Friday, May 13, 2011

Study: 90% of Pittsburgh's young adults unfit for military service - Pittsburgh Tribune-Review

Study: 90% of Pittsburgh's young adults unfit for military service - Pittsburgh Tribune-Review: "Study: 90% of Pittsburgh's young adults unfit for military service"

2 comments:

Anonymous said...

Pittsburgh's young adults are so physically unfit and uneducated that up to 90 percent of them can't get into the military, according to a scathing report to be released today by a consortium of 200 top retired military officers and several nonprofits.

The "Unable to Serve" study found that about 25,000 of the city's young men and women between the ages of 18 and 24 are dogged by obesity, asthma and other health issues, poor academic performance, criminal records, drug addiction and eyesight so poor that they couldn't enter the military even if they wanted to do so.

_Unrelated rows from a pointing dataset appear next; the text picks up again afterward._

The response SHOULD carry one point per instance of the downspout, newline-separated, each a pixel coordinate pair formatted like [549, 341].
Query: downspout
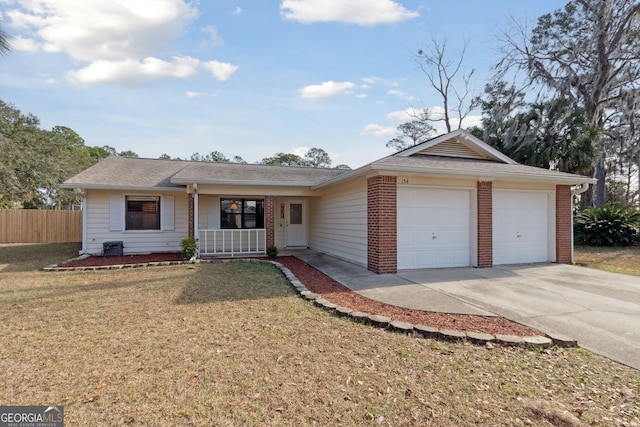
[83, 207]
[574, 192]
[196, 218]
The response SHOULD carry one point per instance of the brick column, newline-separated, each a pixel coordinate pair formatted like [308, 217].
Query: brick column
[485, 223]
[191, 216]
[270, 219]
[382, 227]
[564, 226]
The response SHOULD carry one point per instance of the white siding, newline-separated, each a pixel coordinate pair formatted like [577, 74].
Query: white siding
[99, 222]
[338, 222]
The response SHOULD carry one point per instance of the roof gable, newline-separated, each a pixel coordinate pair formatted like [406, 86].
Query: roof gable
[457, 144]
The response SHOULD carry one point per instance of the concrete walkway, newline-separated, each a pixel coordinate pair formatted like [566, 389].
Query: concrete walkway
[600, 310]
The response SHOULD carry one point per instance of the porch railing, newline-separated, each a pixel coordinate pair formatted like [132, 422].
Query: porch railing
[233, 242]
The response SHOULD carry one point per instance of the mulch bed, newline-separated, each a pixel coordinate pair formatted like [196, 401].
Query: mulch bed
[321, 284]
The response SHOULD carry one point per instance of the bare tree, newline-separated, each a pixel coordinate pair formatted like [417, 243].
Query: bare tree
[588, 52]
[4, 41]
[413, 132]
[447, 76]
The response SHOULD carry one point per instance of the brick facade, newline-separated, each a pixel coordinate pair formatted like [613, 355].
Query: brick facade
[485, 223]
[382, 244]
[564, 225]
[270, 219]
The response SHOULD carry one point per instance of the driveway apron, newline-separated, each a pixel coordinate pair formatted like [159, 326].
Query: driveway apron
[600, 310]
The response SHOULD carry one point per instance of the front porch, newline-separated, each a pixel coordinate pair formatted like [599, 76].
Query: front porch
[232, 242]
[246, 225]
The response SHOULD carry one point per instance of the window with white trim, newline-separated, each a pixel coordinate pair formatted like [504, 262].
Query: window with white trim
[241, 213]
[142, 213]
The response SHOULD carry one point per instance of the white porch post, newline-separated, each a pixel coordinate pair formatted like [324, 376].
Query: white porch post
[196, 219]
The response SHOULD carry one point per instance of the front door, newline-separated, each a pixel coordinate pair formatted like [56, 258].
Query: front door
[296, 223]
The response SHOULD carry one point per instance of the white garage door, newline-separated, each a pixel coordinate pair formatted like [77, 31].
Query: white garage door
[433, 228]
[520, 227]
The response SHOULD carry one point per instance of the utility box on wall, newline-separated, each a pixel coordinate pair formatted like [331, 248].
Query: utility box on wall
[111, 249]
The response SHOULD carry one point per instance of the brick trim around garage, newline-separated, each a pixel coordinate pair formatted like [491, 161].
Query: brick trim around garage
[564, 225]
[382, 228]
[485, 223]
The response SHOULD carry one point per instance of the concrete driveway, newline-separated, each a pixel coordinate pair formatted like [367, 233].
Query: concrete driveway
[598, 309]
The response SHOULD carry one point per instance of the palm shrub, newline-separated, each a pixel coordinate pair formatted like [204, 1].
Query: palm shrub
[611, 225]
[189, 247]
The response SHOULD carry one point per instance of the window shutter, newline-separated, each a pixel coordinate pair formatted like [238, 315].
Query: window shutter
[167, 213]
[116, 212]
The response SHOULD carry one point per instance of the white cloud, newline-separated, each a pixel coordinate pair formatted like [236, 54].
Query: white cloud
[327, 89]
[360, 12]
[401, 95]
[378, 130]
[116, 41]
[103, 29]
[193, 94]
[131, 71]
[20, 43]
[220, 70]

Although Pentagon studies show similar problems nationwide bar about 75 percent of America's young adults from enlistment, the report contends Pittsburgh's problems are noticeably worse. The city's crime rate is higher than much of the rest of the nation, the report notes, and most high school students here fail to graduate on time.

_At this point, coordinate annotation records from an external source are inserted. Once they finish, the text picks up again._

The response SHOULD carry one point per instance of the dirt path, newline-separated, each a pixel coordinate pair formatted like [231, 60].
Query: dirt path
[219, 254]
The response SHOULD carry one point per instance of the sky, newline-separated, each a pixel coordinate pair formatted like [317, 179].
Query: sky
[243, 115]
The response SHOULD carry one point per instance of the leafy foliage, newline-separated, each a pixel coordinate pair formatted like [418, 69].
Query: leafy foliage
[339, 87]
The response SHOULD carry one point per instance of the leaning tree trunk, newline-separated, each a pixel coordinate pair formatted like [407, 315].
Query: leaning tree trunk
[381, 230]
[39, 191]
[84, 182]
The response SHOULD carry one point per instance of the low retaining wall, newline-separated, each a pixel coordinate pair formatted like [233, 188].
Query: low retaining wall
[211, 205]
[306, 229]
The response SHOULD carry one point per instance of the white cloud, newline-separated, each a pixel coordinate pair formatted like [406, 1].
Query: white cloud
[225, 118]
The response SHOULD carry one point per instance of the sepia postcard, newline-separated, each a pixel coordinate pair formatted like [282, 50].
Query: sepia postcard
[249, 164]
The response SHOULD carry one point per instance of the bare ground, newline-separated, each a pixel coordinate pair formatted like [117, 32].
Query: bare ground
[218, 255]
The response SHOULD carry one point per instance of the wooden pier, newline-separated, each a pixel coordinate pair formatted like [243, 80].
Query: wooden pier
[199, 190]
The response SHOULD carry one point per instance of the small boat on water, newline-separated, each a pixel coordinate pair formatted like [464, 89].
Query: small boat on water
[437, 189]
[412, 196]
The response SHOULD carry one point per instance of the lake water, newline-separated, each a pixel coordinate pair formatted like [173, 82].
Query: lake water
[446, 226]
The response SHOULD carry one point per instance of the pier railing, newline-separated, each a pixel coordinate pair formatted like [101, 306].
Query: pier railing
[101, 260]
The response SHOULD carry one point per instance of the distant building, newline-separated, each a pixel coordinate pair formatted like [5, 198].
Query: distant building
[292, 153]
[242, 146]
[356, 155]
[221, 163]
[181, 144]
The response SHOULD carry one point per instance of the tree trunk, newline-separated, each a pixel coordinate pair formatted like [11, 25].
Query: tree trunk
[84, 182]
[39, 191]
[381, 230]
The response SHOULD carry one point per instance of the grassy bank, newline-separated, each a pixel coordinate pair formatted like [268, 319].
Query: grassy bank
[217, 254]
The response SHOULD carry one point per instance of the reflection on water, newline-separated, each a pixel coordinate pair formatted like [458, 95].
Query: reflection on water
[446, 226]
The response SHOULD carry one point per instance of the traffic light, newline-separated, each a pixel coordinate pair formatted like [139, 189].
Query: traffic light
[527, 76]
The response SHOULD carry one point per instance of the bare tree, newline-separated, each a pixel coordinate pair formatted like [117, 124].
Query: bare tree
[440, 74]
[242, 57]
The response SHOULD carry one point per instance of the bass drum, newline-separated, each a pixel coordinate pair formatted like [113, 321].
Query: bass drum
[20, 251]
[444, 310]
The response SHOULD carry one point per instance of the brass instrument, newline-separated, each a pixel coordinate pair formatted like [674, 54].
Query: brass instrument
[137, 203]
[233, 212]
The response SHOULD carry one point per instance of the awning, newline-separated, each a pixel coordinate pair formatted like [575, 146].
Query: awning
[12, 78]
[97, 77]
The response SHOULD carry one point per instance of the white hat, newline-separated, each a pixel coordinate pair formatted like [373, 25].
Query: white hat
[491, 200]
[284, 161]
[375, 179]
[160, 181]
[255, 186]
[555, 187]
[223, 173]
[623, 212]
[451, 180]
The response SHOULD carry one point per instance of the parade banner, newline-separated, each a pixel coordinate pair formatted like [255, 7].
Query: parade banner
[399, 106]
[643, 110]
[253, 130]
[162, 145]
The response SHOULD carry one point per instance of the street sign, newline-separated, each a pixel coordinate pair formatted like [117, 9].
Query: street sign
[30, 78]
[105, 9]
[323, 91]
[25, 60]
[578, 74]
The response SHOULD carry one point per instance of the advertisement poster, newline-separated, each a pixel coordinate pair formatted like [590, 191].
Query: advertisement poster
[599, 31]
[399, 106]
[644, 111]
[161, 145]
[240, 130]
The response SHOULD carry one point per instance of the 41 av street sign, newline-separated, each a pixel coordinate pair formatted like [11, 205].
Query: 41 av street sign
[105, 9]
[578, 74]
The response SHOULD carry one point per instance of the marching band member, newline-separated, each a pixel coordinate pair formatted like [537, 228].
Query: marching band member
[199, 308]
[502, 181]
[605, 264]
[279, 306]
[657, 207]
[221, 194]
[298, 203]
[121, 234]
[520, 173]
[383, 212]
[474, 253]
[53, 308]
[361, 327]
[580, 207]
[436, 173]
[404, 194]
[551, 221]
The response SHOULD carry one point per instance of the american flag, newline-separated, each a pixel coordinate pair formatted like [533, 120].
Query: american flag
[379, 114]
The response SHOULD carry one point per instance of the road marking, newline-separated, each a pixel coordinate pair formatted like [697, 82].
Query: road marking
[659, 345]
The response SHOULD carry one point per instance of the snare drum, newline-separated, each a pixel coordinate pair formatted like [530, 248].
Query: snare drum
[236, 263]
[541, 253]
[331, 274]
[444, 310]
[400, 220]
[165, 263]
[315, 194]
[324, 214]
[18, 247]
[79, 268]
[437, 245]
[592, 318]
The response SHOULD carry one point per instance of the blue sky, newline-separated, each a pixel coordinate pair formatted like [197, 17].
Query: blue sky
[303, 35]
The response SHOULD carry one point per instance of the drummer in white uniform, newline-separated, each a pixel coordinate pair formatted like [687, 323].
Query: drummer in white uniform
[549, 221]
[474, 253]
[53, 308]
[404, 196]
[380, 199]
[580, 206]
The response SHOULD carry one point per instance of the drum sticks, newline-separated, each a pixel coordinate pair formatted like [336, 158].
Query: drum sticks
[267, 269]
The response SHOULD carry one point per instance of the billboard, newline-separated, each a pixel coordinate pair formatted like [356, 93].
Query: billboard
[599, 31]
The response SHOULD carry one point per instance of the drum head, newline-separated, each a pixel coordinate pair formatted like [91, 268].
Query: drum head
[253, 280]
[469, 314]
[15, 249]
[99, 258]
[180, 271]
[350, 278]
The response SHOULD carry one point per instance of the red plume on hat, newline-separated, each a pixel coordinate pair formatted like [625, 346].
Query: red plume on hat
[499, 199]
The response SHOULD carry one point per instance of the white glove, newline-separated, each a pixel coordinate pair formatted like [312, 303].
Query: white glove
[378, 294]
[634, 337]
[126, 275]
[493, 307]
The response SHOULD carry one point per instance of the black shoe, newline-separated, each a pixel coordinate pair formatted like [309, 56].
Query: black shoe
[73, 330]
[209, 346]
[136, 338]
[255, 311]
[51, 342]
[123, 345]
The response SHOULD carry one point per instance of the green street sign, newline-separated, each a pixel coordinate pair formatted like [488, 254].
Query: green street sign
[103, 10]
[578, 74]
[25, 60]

When they do graduate in four years, the report said, they often flunk military entrance exams that test basic math, logic and language skills.

The solution? High-quality state programs designed to educate at-risk nursery school children who otherwise might become worthless to an all-volunteer military by the time they reach adulthood, the report says.

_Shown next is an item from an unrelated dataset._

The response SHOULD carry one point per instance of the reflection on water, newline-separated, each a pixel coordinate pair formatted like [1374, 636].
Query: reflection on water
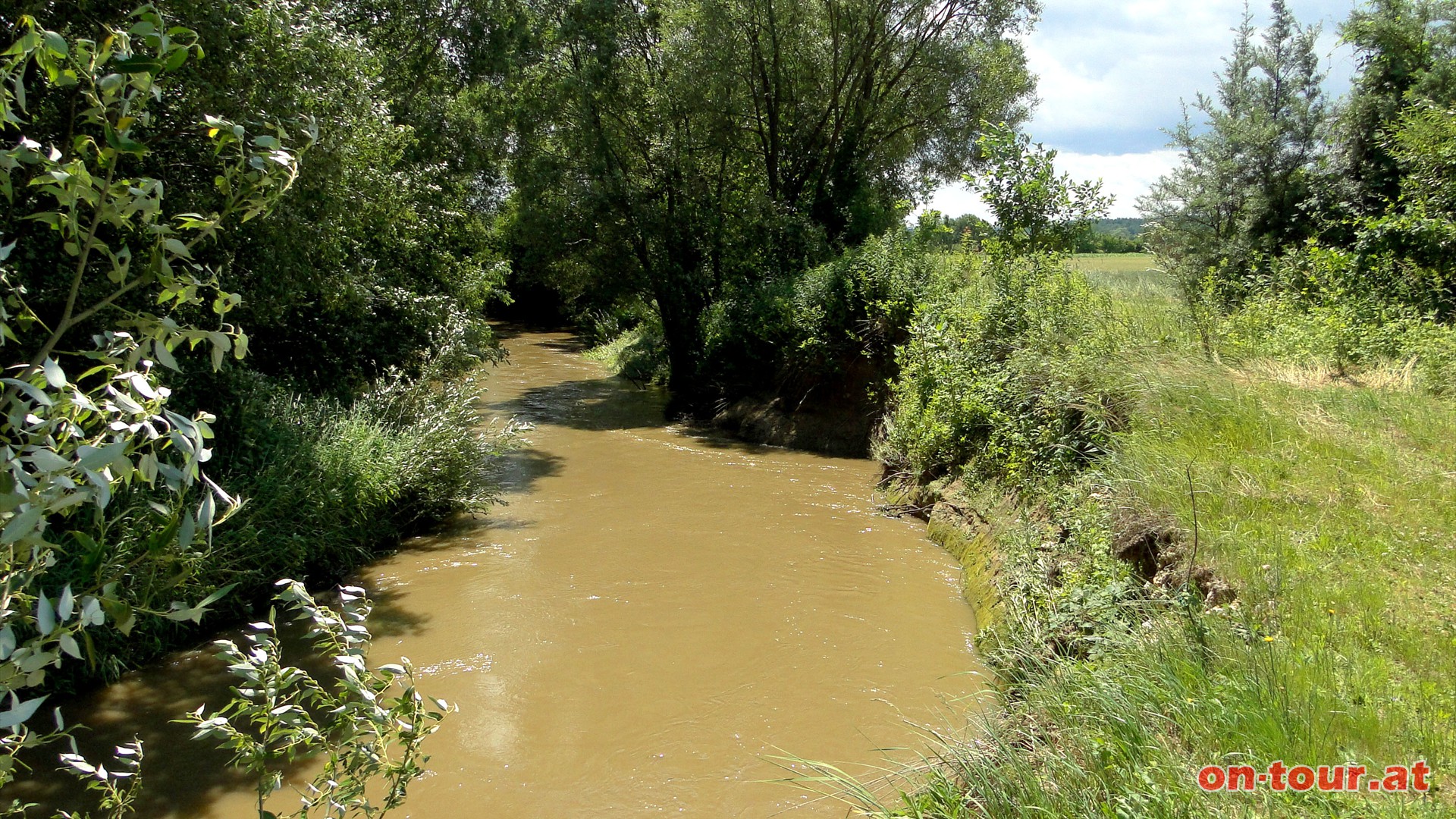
[654, 614]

"From my perspective, I want to talk about the fitness of these kids," said retired Air Force Col. Edmund Effort, 61, a dentist who screens local nominees for the Air Force Academy. "Are they physically and mentally fit to serve in our military?"

Effort is slated to speak today when the report is presented at Soldiers and Sailors Memorial Hall in Oakland. The Pennsylvania chapter of the Washington-based "Mission: Readiness" organization wrote the report. Pennsylvania's chapter includes 10 retired generals or admirals and numerous former officers and senior enlisted personnel.

Analysis of military testing data by the Washington-based nonprofit The Education Trust shows that one out of every five Pennsylvania high school grads who take the military test flunks it. For black and Hispanic graduates, the failure rate doubles.

In Pittsburgh city schools, 48 percent of 11th-graders in 2009 failed to score above basic levels in reading and 57 percent scored below basic levels in math.

Anonymous said...

Research on pre-school initiatives in the military's Child Development Centers and similar preschool initiatives in Ypsilanti, Mich., Chicago and Pittsburgh's Pre-K Counts program suggests that early investments by taxpayers in disadvantaged tots could aid the Pentagon by producing solid students a dozen years later.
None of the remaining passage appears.